Tamam dedim, daha büyük hayaller kuracağım, daha fazla isteyeceğim, daha başarılı olacağım, daha çok çalışacağım, hatta yurt dışında çalışacağım/yaşayacağım... Sonra başka başka şeyler düşünmeye, kendim olmayan hayaller kurmaya başladım.

Ama baktım ki olmuyor...

Bu ben değilim ki… Ben yurt dışında yaşamakla, daha havalı bir ünvanla, daha güzel bir eve sahip olmakla, çok güzel bir arabaya binmekle mutlu olacak bir insan değilim. Herkesin kurduğu, dışarıdan dayatılan hayalleri kurmak zorunda da değilim. Neysem oyum ben. Evet, daha basit hayallerim var benim. Ama daha basitler diye; daha sığ, daha küçük, daha değersiz değiller. Gerçekten ne istediğimi bildiğim ve istediğim hayatı yaşadığım hayallerim var benim…

Daha doğrusu vardı.

Çünkü bu sabah kendi kendime düşünürken fark ettim ki; şimdi hepsi gerçek oldu…

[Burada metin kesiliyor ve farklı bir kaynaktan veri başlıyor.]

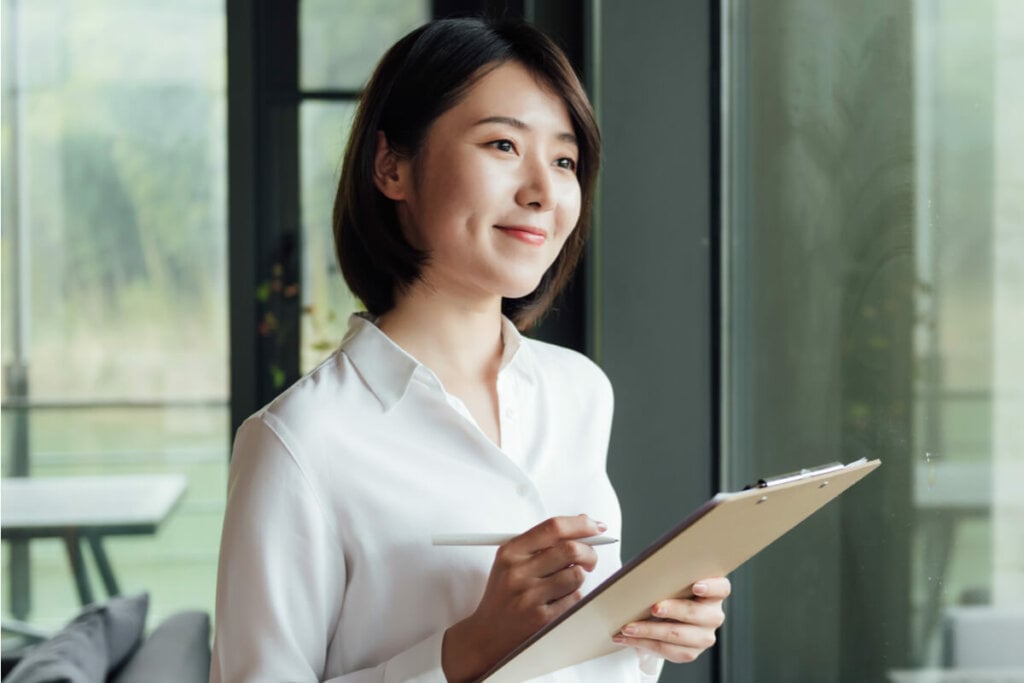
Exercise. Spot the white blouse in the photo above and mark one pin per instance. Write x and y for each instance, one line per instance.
(327, 568)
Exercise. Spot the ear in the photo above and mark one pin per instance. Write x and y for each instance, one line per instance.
(390, 171)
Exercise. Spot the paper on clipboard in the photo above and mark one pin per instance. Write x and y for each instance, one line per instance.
(716, 539)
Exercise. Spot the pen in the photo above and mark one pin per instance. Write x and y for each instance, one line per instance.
(499, 539)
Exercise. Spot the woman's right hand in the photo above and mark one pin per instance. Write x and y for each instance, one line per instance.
(536, 577)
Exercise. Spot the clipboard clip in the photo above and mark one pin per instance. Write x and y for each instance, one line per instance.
(805, 473)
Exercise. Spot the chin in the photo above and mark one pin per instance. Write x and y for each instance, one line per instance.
(521, 288)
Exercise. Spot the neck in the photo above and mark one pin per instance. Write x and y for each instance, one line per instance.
(459, 342)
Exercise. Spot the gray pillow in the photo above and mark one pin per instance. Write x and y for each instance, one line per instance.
(93, 643)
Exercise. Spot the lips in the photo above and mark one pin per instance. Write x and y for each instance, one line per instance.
(526, 233)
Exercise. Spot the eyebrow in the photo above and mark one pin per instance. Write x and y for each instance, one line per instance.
(521, 125)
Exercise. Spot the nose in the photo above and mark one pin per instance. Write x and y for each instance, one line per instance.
(537, 188)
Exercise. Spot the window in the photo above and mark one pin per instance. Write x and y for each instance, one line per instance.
(115, 321)
(873, 262)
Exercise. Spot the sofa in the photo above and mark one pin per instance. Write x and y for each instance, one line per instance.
(109, 642)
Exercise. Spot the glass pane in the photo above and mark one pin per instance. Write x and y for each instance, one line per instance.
(875, 273)
(341, 40)
(327, 303)
(115, 284)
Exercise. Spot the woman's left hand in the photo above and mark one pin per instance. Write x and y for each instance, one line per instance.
(681, 628)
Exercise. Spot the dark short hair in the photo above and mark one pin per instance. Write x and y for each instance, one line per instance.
(424, 75)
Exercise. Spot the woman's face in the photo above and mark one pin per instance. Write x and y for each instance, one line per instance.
(494, 191)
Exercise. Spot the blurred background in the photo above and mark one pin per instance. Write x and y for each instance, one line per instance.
(809, 247)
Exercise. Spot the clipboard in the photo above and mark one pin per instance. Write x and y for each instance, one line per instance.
(716, 539)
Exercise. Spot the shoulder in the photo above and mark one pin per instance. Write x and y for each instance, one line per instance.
(298, 419)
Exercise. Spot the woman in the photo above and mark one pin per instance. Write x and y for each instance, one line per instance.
(462, 210)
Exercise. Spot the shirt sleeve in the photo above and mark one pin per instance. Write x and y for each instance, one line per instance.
(281, 577)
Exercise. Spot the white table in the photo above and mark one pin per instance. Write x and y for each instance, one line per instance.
(87, 508)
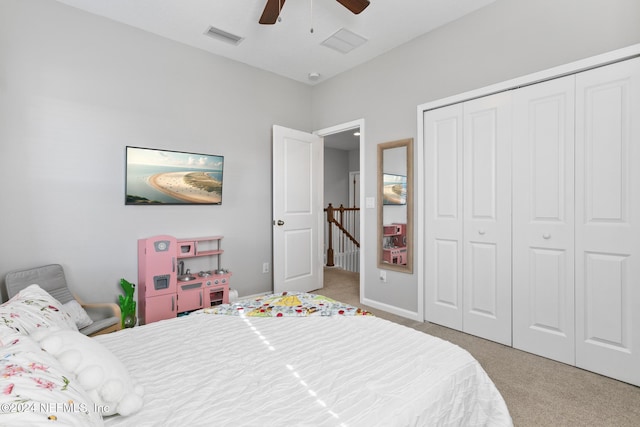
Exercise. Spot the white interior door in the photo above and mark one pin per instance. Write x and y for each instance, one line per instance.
(608, 220)
(443, 216)
(487, 217)
(297, 210)
(543, 219)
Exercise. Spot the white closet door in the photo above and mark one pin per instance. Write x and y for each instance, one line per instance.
(487, 218)
(543, 219)
(443, 216)
(608, 220)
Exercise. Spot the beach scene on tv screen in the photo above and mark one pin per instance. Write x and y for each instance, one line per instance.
(171, 177)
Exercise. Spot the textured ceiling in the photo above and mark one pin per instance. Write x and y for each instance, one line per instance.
(287, 48)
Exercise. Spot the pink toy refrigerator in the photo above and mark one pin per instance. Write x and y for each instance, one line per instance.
(157, 279)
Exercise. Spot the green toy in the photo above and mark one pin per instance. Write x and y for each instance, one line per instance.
(128, 304)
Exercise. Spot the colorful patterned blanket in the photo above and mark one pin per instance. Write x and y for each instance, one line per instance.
(289, 304)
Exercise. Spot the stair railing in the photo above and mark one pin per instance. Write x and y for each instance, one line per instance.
(343, 225)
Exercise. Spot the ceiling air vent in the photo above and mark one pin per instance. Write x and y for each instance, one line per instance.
(344, 41)
(222, 35)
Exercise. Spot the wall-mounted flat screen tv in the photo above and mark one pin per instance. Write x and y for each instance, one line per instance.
(163, 177)
(394, 189)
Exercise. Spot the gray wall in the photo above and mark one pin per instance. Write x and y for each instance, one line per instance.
(336, 177)
(75, 89)
(507, 39)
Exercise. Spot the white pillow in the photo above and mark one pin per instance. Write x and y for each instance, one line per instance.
(98, 370)
(36, 390)
(31, 309)
(78, 314)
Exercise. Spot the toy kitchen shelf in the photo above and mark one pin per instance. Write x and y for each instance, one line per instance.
(166, 289)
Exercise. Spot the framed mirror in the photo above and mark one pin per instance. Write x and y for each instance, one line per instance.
(395, 205)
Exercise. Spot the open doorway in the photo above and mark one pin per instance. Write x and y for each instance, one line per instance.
(342, 202)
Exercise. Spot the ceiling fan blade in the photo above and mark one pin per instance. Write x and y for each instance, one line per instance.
(271, 11)
(355, 6)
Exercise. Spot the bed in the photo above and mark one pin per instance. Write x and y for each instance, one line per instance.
(297, 359)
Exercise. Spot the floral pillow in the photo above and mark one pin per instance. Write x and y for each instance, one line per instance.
(77, 313)
(30, 309)
(35, 389)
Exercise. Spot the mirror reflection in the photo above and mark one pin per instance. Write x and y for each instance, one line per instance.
(395, 205)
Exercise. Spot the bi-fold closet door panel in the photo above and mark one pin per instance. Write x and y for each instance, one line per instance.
(468, 217)
(443, 215)
(543, 219)
(608, 220)
(487, 217)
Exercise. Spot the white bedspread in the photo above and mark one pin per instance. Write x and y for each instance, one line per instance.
(314, 371)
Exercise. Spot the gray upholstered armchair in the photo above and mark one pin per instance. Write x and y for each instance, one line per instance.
(106, 316)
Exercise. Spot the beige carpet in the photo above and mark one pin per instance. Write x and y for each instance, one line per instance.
(538, 391)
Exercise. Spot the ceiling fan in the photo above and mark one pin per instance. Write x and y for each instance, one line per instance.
(274, 7)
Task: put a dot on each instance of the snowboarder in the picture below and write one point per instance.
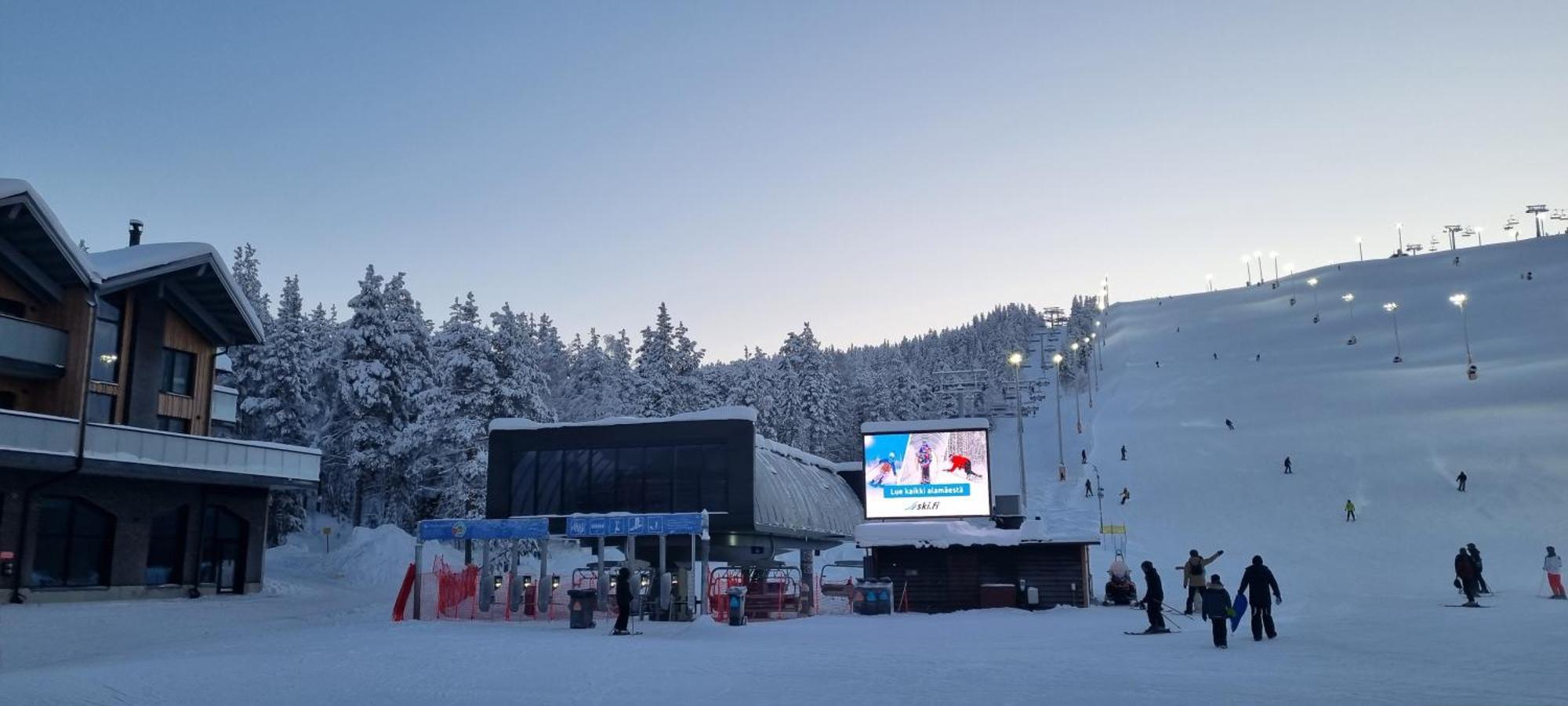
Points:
(1153, 598)
(1218, 609)
(1258, 582)
(1481, 576)
(623, 599)
(1465, 568)
(1555, 573)
(1192, 573)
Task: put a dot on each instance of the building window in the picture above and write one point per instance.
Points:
(167, 548)
(101, 408)
(106, 341)
(180, 372)
(76, 543)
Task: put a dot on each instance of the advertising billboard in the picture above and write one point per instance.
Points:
(927, 474)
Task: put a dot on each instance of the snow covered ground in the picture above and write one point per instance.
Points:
(1363, 618)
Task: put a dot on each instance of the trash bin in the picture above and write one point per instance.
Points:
(584, 601)
(738, 606)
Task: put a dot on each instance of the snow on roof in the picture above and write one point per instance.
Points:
(957, 532)
(924, 425)
(719, 413)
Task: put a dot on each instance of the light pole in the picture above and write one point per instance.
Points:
(1393, 310)
(1018, 411)
(1351, 300)
(1062, 463)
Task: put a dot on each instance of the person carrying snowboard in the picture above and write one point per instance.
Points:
(1555, 573)
(623, 601)
(1153, 598)
(1192, 574)
(1465, 568)
(1481, 576)
(1258, 582)
(1218, 609)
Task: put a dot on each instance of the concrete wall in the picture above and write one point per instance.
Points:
(134, 505)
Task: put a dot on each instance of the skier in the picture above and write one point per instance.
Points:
(1192, 573)
(1153, 598)
(1218, 609)
(623, 601)
(1465, 568)
(1258, 582)
(1481, 576)
(1555, 573)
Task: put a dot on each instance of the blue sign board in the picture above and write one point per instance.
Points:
(634, 524)
(485, 529)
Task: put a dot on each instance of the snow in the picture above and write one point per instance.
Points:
(719, 413)
(926, 425)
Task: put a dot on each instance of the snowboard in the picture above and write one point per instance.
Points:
(1238, 609)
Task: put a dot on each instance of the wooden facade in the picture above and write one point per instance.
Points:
(940, 581)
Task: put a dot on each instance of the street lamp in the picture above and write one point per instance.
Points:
(1351, 300)
(1017, 360)
(1393, 310)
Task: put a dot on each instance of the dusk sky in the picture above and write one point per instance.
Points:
(874, 168)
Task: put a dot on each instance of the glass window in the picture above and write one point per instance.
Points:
(167, 548)
(74, 543)
(180, 372)
(658, 472)
(550, 483)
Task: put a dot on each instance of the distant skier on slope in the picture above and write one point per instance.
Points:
(1192, 573)
(1153, 598)
(1465, 568)
(1481, 574)
(1258, 582)
(1555, 573)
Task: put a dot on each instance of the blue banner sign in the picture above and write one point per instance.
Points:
(485, 529)
(634, 524)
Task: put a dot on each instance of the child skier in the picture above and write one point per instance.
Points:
(1218, 609)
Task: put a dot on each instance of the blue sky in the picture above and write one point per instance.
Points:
(874, 168)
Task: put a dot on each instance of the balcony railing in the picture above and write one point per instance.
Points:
(32, 349)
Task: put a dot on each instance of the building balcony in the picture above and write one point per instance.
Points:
(45, 443)
(32, 350)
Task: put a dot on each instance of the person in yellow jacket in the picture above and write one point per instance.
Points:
(1192, 574)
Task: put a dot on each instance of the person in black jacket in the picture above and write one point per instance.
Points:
(1153, 598)
(1258, 582)
(623, 601)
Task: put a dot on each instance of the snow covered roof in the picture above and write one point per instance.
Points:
(719, 413)
(197, 280)
(959, 532)
(924, 425)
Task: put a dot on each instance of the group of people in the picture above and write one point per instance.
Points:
(1213, 599)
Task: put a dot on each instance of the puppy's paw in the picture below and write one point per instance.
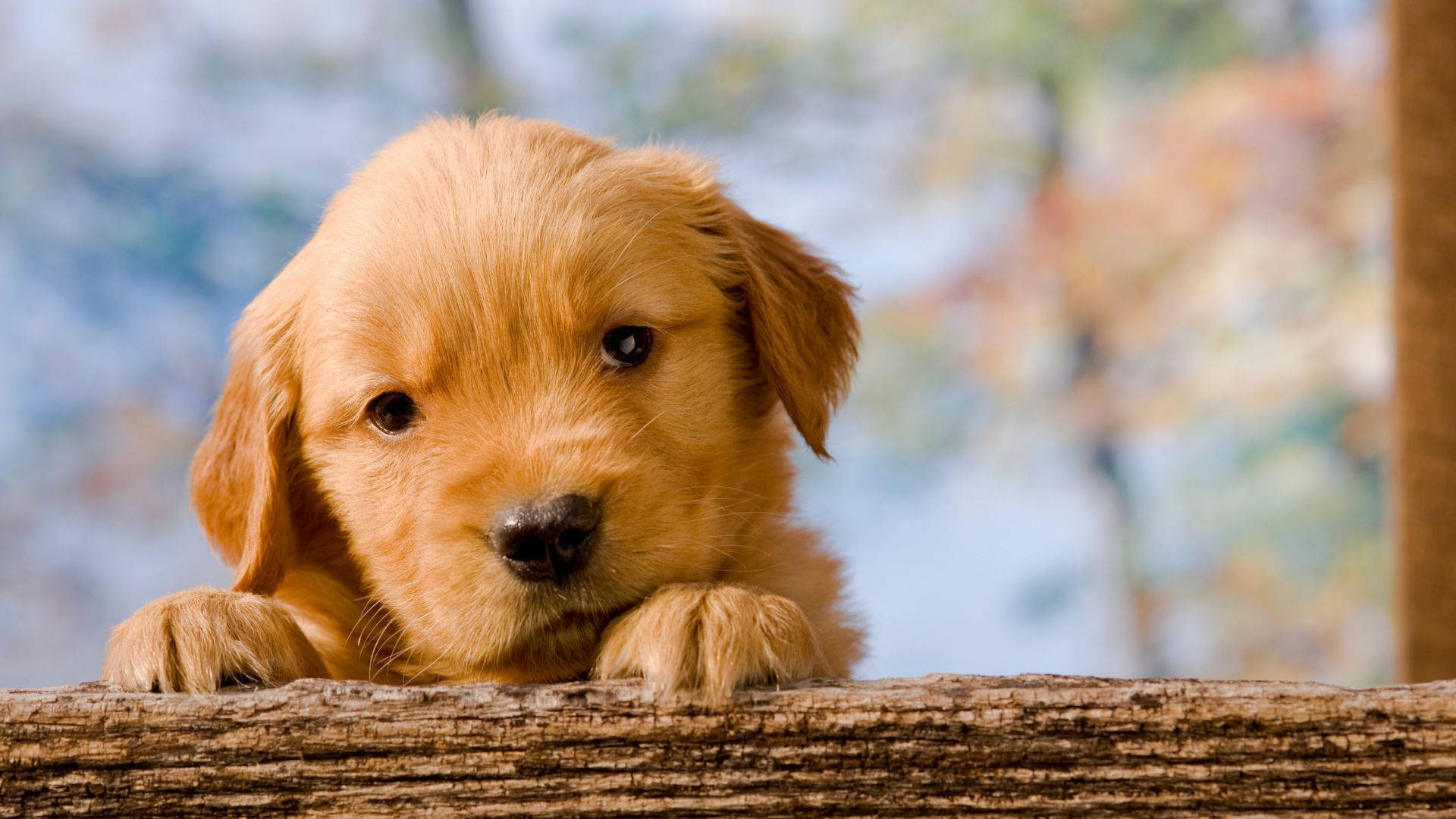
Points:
(711, 639)
(199, 640)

Tam 1 ay sonra; bana her baktığında gözlerinin içi gülen, kalbindeki sevgiyi sonuna kadar hissettiğim ve 8 yıldır birbirimizi tanımamıza ve birlikte olmamıza rağmen; beni her gördüğünde ilk günkü heyecanıyla sımsıkı sarılan bir adamla evleniyorum. Göztepe sahilde olmasa da, tüm Göztepe’yi gören hayallerimden de güzel bir evde oturuyorum. Henüz yaz gelmedi ama hafta sonlarımızı kah Çeşme’de kah Yoncaköy’de geçireceğimizi; Cuma akşamından mangalı hazır edip tüm sevdiğimiz arkadaşlarımızı ağırladığımız, kalabalık sofralar kuracağımızı biliyorum…

İşte tek tek tüm hayallerim gerçek oluyor... Ve ben gerçekten “kendi” hayallerimi kurduğum için, gerçekten istediğim şeyleri yaptığım için kazanıyorum.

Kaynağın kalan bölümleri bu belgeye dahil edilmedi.